Gender and sexual orientation in romance writing

How important is gender and sexual orientation to the way in which romances are written?

When I set out to write a romance, the most important things are the characters. They have to be real to me, given dimensions and weight, so that when presented to readers they are fully beleivable and tangible. To that end certain things need to be set in place for the writing to revolve around. Is the character a man or a woman, cis or transgender? Are they homosexual or heterosexual?

Every person has their needs and drives. When two (and sometimes more!) such individuals come together they form an entity which has its own needs and drives superimposed over its component individual ones. That is what a reñationship becomes, and in romance stories the relationship itself is very much an extra unnamed character in its own right. It might be uncredited, yet it is really the lead.

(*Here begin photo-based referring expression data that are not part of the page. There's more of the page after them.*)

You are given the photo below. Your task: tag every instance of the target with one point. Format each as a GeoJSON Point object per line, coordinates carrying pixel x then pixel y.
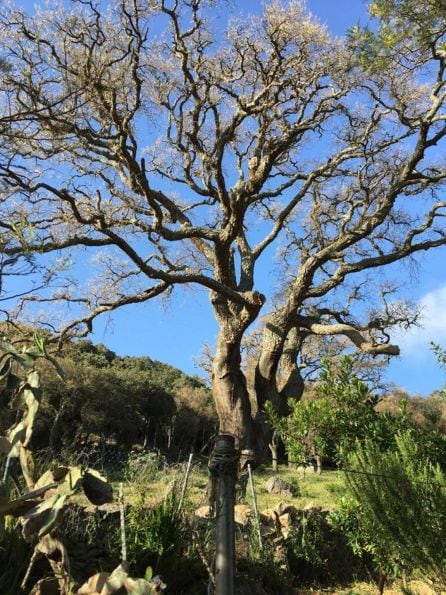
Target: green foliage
{"type": "Point", "coordinates": [15, 554]}
{"type": "Point", "coordinates": [404, 27]}
{"type": "Point", "coordinates": [160, 536]}
{"type": "Point", "coordinates": [343, 410]}
{"type": "Point", "coordinates": [318, 552]}
{"type": "Point", "coordinates": [157, 404]}
{"type": "Point", "coordinates": [396, 508]}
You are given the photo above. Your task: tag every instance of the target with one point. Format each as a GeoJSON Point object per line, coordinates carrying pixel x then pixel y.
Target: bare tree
{"type": "Point", "coordinates": [183, 157]}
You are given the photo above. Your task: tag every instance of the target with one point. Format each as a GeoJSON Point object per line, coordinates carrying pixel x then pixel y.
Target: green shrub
{"type": "Point", "coordinates": [318, 552]}
{"type": "Point", "coordinates": [15, 554]}
{"type": "Point", "coordinates": [396, 509]}
{"type": "Point", "coordinates": [160, 536]}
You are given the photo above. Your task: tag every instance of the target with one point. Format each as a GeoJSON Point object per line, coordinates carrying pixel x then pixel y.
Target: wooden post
{"type": "Point", "coordinates": [254, 505]}
{"type": "Point", "coordinates": [223, 468]}
{"type": "Point", "coordinates": [185, 480]}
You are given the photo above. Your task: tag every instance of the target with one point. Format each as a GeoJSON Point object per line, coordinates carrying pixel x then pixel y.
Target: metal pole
{"type": "Point", "coordinates": [254, 505]}
{"type": "Point", "coordinates": [223, 467]}
{"type": "Point", "coordinates": [186, 478]}
{"type": "Point", "coordinates": [122, 522]}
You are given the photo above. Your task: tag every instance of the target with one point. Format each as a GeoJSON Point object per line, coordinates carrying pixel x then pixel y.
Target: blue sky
{"type": "Point", "coordinates": [174, 331]}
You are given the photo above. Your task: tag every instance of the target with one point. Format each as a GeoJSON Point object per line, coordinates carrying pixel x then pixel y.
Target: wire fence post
{"type": "Point", "coordinates": [223, 469]}
{"type": "Point", "coordinates": [122, 521]}
{"type": "Point", "coordinates": [185, 481]}
{"type": "Point", "coordinates": [254, 505]}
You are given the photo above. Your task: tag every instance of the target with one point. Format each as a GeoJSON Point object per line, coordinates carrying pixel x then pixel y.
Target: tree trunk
{"type": "Point", "coordinates": [230, 393]}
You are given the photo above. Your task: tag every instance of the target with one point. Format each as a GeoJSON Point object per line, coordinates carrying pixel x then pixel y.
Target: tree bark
{"type": "Point", "coordinates": [231, 394]}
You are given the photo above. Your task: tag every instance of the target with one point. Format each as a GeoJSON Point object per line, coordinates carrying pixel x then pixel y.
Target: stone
{"type": "Point", "coordinates": [204, 512]}
{"type": "Point", "coordinates": [242, 514]}
{"type": "Point", "coordinates": [276, 485]}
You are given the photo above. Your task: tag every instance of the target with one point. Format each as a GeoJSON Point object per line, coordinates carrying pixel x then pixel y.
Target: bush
{"type": "Point", "coordinates": [397, 508]}
{"type": "Point", "coordinates": [160, 536]}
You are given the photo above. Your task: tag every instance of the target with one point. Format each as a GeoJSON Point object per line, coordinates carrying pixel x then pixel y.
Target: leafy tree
{"type": "Point", "coordinates": [341, 411]}
{"type": "Point", "coordinates": [158, 156]}
{"type": "Point", "coordinates": [397, 511]}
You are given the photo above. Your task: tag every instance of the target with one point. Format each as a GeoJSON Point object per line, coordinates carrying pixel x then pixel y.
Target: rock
{"type": "Point", "coordinates": [242, 514]}
{"type": "Point", "coordinates": [283, 507]}
{"type": "Point", "coordinates": [304, 469]}
{"type": "Point", "coordinates": [204, 512]}
{"type": "Point", "coordinates": [244, 586]}
{"type": "Point", "coordinates": [276, 485]}
{"type": "Point", "coordinates": [311, 506]}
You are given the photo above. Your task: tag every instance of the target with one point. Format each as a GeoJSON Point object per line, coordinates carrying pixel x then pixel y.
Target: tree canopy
{"type": "Point", "coordinates": [170, 151]}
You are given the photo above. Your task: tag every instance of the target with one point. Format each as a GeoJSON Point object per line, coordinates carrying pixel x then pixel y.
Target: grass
{"type": "Point", "coordinates": [322, 490]}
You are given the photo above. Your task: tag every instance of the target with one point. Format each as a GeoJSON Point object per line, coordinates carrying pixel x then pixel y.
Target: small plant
{"type": "Point", "coordinates": [396, 510]}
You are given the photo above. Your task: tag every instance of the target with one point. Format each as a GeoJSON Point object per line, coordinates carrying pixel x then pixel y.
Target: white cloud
{"type": "Point", "coordinates": [415, 342]}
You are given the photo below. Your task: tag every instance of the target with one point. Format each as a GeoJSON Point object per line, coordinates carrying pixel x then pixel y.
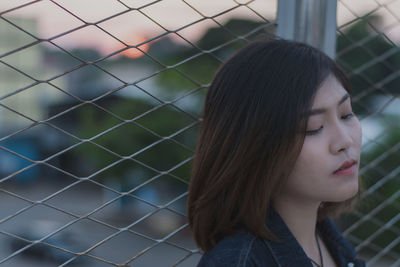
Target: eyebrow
{"type": "Point", "coordinates": [323, 110]}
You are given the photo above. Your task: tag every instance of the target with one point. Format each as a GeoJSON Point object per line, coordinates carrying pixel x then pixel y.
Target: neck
{"type": "Point", "coordinates": [301, 219]}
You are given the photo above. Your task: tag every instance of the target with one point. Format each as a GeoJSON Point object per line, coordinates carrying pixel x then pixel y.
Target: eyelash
{"type": "Point", "coordinates": [345, 117]}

This is true for every type of human relationship regardless of the orientations and attractions within. This is vitally important to me because I don’t write just gay or just lesbian or just anything else romances, I write people romances, not always sticking to my ‘own’ area.

Oh, ‘own area’. That is another good one to consider. I produce Lesbian, Gay and Transgender themed love stories in particular. That is already a little broader than most authors try to cover. It crosses boundaries and even causes upset: How dare you write about this when you are actually that!

Maybe it is best to start with my own limitations. I find it harder to get my head into bisexuals (for me, even though I am attracted to women and men, I don’t see myself as bisexual and I always think such people are too easily misunderstood by everyone else. Likewise, non-binary  people occupy a position outside of my rather traditional and constrained life, something I have to admit to even while fully recognising their validity. A third category I can struggle with is where people are in open, non-monogamous relationships who share affection between multiple, sometimes long-term, partners. That said, my Forgotten Wings series sees my characters in rahter complicated intersecting circles, with the primary characters of Sapphira and Giulia quite openly sharing love and tenderness with Catherine and Cassandra …. I guess that an author’s imagination can indeed surpass her experience!

A gay friend once said about one of my lesbian romances that if I changed the sex of the two characters it would work perfectly well as a gay story. Apparently, he just read it as if it were involving two gay men instead of the women I had written, and he loved it! Of course, some behaviours will be more typically male and some more typically female (on a binary scale) but there is an awful lot of leeway. And again, for beleivable characters, gender expectations might add flavour and consistency to a story, even as breaking such expectations might add spice.

So, I don’t think it matters if the romance is lesbian, gay or straight. I don’t think it matters how individuals classify themselves. A romance is about love between people. In writing romance, you have to make those people believably interact to create that one extra, and most special character: The relationship itself.